The barracks was of concrete construction, the usual Russian mix of too little cement, too much sand. The soldiers lived in one large, smelly, musty room with wooden bunks without springs. In the middle of the room stood a wood stove with an exhaust pipe leading to the roof. The bathrooms were communal, with no seats on the filthy toilets and one large shower with five drippy heads. There was no hot water heater. The smell…

“No hot water?”

“Hot? No.”

For an American naval officer who had spent half his adult life aboard ship where men were forced to live together in close quarters, this barracks was an appalling sight. The men who lived here must be constantly sick.

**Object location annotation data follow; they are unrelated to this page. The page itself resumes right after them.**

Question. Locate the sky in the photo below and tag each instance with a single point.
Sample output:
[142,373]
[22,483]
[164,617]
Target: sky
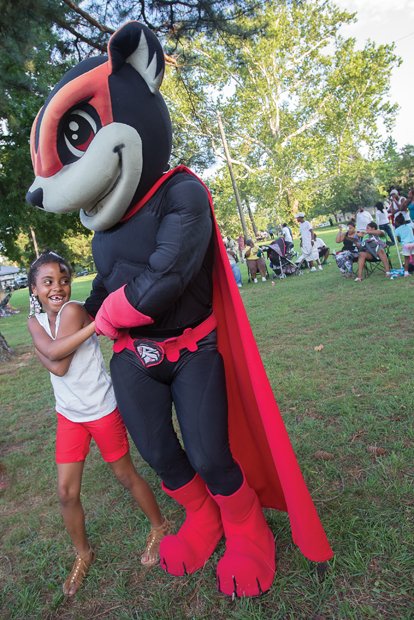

The mess hall was even worse. It was filthy, without refrigeration facilities or hot water. Jake asked how the dishes were washed and was told that each man dips his plate into a large drum of cold water. He was shown the drums.

At the hospital he wandered the corridors and looked at the soldiers in the beds. They stared back at him. He peeked into one empty operating room with little equipment.

“Where do you sterilize the instruments?” They are boiled, he was told. There was a sink in the anteroom, the taps dripping. He turned them on full and let them run. Uh-oh.

“Hot water?”

“Hot? No. Want see X-ray machine?”

Stunned, Jake left the dimly lit building meekly when an officious person, presumably the administrator or doctor in charge, fired a volley of Russian at their escort and pointed at the door.

“The sewage treatment plant… I want to see the sewage treatment plant.”

The translator had great difficulty understanding the request. Toad got into the act. Finally Jake realized that there was no sewage treatment plant. Eventually it became clear that the sewage was piped straight to the local river. The translator led them to the bank where they could look down upon the discharge pipes.

And nearby was the garbage dump. Above ground. The wind brought a whiff of it to where Jake and Toad and the translator were standing. Some small creature darted toward the pile, birds wheeled above, clouds of flies…

For all these years, Jake thought savagely, we have been told about the vast capabilities of the Soviet military machine. And it’s all a lie. The shiny missiles and pretty tanks are the whole show. The men who must operate these weapons are poorly housed, in ill health, live in unsanitary conditions and eat food a Western health inspector would send to a landfill. It’s all a lie.

What was it General Brown had said? The Soviet Union is a nation in total social and economic collapse. Nothing works. Nothing!

He was in a subdued mood when he boarded the plane for the return flight to Moscow. General Yakolev made some comment but he paid no attention.

* * *

Toad Tarkington had a drink in each hand, and he held out one to Jake Grafton, who looked but didn’t reach.

“It’s Scotch on the rocks,” Toad said. Seeing the look on Grafton’s face, he added, “I broke the seal on the bottle myself and poured it.”